I like reading Digby’s posts at Hullabaloo. I’m usually in accord with the views expressed, and the writing is generally excellent. So what’s the deal with this excerpt from the 4/30/06 “Heavens To Betsy” post:

Peter Daou has some thoughts and recommends Eric Boehlert’s book “Lapdogs” which I’m sure is as popular as Stephen Colbert’s video with Helen Thomas — the only person with guts in a whole room filled with pearl clutching little old ladies.

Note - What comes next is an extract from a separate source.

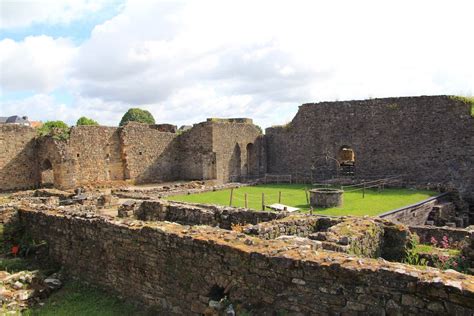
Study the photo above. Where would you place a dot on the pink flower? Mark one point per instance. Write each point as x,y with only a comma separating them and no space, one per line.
445,242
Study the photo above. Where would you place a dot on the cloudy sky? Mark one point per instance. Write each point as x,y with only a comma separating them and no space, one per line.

“… a whole room filled with pearl clutching little old ladies?” Certainly not literally true, so it’s hard not to read this as barbed, gendered disparagement of the men in attendance generally, and younger female White House Correspondents as well. By comparing them to “pearl clutching little old ladies,” Digby seems to suggest that those present are weak and ineffectual. And that’s a strange way to honor Helen Thomas, who truly is incredibly courageous. It kind of annoys me, distracts me from Digby’s message, and reminds me that no matter how many studies show that at least numerically, women dominate the Democratic party and the left generally, we are still othered outsiders in many quarters.

I’m not trying to suggest that this is some big hairy deal. It’s clearly not. But there are thousands of ungendered ways to express contempt for the White House Correspondents, and I definitely would have preferred that Digby had used one of them instead.